Schäuble -- Sim, mas nos níveis correntes as taxas de juros não estão cumprindo sua função econômica. Isso leva a flutuações extremas. No momento estamos enfrentando uma coleção completa de dificuldades para prever desdobramentos -- da situação na China à queda no preço do petróleo às preocupantes notícias de alguns bancos na Europa e nos EUA. Tudo isso está interligado: a dívida das empresas em nível mundial é elevada, e há muito dinheiro em circulação. É por isso que as reformas estruturais necessárias não estão sendo feitas. Não sei quantas resoluções do FMI e do G-20 já escrevemos dizendo que tais reformas são necessárias para um novo crescimento.

Spiegel Online -- A situação atual nos mercados faz lembrar o investidor americano George Soros da última crise financeira.

Schäuble -- Soros ganhou um bocado de dinheiro com tais rumores, ao longo de sua carreira.

Spiegel Online -- Então o Sr.não está preocupado com uma nova crise?

Schäuble -- Acabo de dizer que estamos enfrentando um conjunto completo de desenvolvimento do tipo crise, que temos de acompanhar bem de perto. Mas temos também de ser cuidadosos quanto ao que apontamos como indicadores de crise. Na China, sempre se disse uma taxa de crescimento de dois dígitos seria perigosa. Agora, o país tem uma taxa de crescimento de 6,9% e, de repente, pensa-se que isto é uma catástrofe para a economia global. O significativo colapso dos preços do petróleo mostra também que eram antes demasiado elevados. A política financeira tem de ser cautelosa, para não provocar constantemente tais exageros. Nosso orçamento equilibrado tem uma função psicológica importante. É um sinal de que não podemos continuar a constantemente assumir dívidas.

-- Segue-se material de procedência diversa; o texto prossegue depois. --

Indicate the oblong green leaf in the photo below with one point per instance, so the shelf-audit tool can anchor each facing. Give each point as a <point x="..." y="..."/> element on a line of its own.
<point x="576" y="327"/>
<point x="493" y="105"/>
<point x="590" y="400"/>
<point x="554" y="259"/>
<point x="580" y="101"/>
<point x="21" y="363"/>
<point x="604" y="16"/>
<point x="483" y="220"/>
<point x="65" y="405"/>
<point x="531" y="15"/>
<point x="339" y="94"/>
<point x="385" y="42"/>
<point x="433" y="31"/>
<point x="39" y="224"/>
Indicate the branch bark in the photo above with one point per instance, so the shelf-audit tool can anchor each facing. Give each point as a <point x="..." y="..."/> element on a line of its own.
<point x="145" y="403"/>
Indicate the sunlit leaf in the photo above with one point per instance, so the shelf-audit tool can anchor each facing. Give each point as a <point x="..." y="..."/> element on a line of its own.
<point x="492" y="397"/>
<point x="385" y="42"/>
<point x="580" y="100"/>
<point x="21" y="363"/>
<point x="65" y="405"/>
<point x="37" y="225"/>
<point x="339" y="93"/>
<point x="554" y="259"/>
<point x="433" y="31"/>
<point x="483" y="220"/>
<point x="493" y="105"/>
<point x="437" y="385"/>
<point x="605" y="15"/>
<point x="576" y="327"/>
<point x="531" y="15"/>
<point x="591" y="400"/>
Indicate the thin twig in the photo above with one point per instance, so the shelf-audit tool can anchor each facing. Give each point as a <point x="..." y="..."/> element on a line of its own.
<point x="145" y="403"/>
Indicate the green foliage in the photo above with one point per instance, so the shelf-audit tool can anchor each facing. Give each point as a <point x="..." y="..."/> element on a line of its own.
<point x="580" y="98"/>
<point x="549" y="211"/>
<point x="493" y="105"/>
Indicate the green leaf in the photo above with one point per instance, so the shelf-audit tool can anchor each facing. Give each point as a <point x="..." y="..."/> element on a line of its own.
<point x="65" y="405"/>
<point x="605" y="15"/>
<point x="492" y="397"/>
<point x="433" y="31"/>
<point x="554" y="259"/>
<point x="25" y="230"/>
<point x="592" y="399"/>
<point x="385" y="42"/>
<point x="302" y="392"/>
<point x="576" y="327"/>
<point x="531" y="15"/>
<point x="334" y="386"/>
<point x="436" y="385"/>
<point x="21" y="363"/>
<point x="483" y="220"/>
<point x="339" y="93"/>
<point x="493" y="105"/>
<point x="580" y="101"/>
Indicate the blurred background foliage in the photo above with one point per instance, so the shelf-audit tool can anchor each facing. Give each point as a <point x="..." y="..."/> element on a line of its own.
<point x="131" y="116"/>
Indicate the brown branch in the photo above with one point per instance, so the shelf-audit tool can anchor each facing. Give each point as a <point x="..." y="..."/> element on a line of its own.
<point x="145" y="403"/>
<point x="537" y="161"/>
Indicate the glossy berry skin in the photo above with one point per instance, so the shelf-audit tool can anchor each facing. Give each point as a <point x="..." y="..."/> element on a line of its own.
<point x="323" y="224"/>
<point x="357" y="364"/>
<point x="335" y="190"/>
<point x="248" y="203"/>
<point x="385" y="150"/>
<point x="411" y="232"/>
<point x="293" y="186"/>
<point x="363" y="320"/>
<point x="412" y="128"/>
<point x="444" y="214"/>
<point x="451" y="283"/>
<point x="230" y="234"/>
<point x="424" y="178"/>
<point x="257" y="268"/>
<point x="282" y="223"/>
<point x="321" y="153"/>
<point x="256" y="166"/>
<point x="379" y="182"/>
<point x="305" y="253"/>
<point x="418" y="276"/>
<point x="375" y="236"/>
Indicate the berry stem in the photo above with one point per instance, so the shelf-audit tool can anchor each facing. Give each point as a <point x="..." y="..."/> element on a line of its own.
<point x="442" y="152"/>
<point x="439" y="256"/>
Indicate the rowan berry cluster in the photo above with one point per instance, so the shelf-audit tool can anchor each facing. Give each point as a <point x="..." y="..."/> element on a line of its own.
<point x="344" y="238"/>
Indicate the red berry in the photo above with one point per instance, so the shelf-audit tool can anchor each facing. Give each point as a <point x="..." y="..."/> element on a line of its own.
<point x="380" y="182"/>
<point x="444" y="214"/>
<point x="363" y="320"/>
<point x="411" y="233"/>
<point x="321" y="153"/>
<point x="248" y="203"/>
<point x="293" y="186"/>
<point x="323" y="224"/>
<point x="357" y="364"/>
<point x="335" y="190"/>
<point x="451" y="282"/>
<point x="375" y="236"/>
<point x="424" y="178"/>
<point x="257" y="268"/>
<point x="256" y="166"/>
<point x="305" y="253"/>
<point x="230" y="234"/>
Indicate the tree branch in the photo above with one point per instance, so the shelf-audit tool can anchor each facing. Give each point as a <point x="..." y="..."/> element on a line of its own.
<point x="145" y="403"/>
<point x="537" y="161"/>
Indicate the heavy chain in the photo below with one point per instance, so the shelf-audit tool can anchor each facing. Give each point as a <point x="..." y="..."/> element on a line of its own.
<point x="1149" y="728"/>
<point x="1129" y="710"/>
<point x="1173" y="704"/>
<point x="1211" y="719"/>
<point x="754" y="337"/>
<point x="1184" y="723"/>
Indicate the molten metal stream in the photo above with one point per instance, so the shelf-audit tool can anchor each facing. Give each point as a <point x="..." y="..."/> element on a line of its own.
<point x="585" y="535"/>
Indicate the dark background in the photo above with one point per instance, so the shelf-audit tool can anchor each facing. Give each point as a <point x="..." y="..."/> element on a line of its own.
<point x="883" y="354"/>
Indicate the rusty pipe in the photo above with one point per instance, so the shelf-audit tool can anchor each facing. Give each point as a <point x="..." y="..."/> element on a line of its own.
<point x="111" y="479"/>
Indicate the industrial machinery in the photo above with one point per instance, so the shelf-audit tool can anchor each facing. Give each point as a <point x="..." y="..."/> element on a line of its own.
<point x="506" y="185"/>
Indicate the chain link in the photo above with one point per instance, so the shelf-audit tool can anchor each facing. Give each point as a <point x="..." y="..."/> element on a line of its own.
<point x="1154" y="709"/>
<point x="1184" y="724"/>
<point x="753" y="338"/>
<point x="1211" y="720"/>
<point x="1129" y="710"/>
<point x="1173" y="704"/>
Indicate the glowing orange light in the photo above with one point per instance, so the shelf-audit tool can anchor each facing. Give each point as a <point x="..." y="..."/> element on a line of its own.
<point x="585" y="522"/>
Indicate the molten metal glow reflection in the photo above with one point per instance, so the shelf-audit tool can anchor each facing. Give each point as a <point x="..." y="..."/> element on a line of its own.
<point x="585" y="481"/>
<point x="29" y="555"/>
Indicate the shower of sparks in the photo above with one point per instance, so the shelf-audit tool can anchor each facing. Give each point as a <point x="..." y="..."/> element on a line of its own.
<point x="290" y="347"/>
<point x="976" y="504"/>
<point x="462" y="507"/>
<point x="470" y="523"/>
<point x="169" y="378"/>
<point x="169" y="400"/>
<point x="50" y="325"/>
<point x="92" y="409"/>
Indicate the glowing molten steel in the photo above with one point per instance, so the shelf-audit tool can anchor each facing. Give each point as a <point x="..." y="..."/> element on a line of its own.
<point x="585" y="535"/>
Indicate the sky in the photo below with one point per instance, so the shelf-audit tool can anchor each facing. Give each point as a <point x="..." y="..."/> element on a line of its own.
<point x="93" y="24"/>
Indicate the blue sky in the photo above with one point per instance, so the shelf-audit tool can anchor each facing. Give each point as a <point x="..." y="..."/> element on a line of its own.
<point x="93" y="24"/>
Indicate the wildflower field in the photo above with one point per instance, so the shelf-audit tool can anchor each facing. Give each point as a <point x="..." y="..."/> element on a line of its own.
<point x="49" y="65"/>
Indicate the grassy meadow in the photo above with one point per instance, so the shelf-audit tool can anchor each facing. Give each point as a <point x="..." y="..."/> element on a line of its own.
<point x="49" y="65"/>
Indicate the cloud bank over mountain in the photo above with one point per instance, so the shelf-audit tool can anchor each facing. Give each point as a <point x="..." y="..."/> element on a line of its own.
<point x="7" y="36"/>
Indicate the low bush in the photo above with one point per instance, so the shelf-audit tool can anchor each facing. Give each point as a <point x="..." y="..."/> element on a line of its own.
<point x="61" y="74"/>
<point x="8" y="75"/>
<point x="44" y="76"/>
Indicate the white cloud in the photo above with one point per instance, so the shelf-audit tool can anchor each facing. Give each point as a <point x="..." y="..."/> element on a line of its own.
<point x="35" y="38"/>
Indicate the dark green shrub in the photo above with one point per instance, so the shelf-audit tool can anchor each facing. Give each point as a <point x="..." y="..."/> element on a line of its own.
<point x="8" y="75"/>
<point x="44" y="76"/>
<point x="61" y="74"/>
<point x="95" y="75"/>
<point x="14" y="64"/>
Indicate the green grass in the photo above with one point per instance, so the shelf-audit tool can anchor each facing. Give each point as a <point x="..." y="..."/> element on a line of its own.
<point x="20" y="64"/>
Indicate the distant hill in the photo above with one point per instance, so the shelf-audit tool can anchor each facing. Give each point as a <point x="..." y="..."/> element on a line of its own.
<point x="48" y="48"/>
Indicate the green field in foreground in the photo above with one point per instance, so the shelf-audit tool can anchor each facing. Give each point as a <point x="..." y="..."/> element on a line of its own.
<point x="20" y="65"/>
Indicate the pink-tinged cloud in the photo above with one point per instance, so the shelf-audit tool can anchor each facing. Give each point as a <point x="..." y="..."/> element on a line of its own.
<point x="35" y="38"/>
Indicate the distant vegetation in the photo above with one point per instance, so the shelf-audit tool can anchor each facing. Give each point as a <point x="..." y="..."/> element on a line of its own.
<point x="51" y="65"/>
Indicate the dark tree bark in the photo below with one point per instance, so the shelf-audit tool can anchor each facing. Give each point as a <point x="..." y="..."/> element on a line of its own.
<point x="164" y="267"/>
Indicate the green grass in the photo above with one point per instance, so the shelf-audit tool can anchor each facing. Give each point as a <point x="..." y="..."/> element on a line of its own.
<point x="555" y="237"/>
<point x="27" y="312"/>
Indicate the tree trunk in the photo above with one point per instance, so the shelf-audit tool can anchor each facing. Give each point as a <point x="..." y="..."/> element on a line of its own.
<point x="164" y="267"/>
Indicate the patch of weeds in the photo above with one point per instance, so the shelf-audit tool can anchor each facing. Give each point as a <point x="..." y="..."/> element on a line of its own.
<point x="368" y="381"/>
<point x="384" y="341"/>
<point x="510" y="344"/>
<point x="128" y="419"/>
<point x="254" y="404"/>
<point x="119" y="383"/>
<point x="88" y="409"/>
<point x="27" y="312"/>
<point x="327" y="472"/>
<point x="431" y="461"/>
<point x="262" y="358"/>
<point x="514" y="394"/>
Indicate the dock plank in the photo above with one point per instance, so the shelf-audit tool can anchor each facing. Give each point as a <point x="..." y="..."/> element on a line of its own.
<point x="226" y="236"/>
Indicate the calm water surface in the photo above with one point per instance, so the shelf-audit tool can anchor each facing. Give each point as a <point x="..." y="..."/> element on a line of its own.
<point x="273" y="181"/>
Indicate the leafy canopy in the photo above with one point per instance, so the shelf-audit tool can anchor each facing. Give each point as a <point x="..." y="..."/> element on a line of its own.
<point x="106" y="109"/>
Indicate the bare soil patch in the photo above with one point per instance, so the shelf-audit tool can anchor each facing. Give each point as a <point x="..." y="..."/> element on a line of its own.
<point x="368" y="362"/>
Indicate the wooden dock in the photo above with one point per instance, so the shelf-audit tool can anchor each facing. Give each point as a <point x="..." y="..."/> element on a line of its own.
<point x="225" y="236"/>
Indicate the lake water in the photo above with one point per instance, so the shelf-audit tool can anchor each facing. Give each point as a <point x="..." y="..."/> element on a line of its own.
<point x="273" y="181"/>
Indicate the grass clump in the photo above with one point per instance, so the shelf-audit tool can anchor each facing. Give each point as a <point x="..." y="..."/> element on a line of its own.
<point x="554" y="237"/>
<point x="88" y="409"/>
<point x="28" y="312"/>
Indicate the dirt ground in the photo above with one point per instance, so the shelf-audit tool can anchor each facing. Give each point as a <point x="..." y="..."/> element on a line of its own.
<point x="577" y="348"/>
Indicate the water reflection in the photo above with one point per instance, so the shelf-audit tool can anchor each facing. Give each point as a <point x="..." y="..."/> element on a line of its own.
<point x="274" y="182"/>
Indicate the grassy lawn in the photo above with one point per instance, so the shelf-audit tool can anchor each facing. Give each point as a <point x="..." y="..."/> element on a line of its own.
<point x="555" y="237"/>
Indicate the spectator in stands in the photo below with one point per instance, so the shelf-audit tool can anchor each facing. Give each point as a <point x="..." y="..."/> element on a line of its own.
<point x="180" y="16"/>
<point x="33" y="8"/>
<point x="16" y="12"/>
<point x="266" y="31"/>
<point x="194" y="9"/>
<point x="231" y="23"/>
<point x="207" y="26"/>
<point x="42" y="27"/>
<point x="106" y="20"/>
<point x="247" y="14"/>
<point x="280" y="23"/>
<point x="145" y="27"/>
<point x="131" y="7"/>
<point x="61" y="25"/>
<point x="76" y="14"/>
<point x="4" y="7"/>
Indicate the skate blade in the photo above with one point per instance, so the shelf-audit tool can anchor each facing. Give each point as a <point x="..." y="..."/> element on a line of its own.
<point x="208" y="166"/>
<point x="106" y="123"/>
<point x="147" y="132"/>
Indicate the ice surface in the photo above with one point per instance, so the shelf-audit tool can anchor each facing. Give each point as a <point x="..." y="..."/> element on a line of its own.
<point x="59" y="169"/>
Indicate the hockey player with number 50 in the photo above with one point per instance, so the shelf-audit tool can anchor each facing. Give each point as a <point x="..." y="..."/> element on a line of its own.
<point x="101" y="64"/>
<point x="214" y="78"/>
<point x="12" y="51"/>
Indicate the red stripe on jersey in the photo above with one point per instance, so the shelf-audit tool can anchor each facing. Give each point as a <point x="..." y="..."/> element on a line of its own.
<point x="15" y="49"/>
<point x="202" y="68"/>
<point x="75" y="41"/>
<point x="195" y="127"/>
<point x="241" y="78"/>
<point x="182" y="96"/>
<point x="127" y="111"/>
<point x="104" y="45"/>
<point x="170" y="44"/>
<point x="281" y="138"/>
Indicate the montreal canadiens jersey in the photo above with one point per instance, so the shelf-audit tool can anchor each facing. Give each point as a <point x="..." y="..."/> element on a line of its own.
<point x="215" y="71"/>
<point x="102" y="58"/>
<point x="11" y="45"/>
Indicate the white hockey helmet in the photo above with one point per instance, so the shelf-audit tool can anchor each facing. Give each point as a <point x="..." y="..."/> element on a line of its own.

[É instrutivo e importante comparar o conceito de orçamento equilibrado dos alemães e os orçamentos fajutos de Dilma NPS (Nosso Pinóquio de Saia). Primeiro, ela enviou um orçamento ao Congresso um orçamento com um enorme déficit explícito, o que provocou imediatamente o rebaixamento do Brasil por duas das três principais agências de classificação de riscos. Depois, com a ajuda pilantra de suas vacas de presépio na Comissão Mista do Orçamento (CMO) do Congresso, a madame propôs um orçamento para 2016 que conta com receita fictícia, que não existe ainda e dificilmente existirá, como é o caso da CPMF (a velha história do ovo dentro da galinha) -- ou seja, na realidade o orçamento continua deficitário, no valor correspondente à receita "oriunda" da CPMF. Enquanto Angela Merkel propõe, na Alemanha, um orçamento realista e equilibrado, nossa (govern)anta apresenta um orçamento fictício, fecal e chantagista.]

Um comentário:

  1. Está bem claro para mim (que concordei com a invasão do Iraque) que foi um grande erro as ações nesse pais, na Libia e na Siria. São países que se mantem unuficados enquanto controlado por um ditador, as custas dos direitos humanos. Depois de Tito, a Iuguslavia se desmantelou e hoje parece que as coisas vão se normalizando. Mas em se tratando de arabes a coisa muda de figura.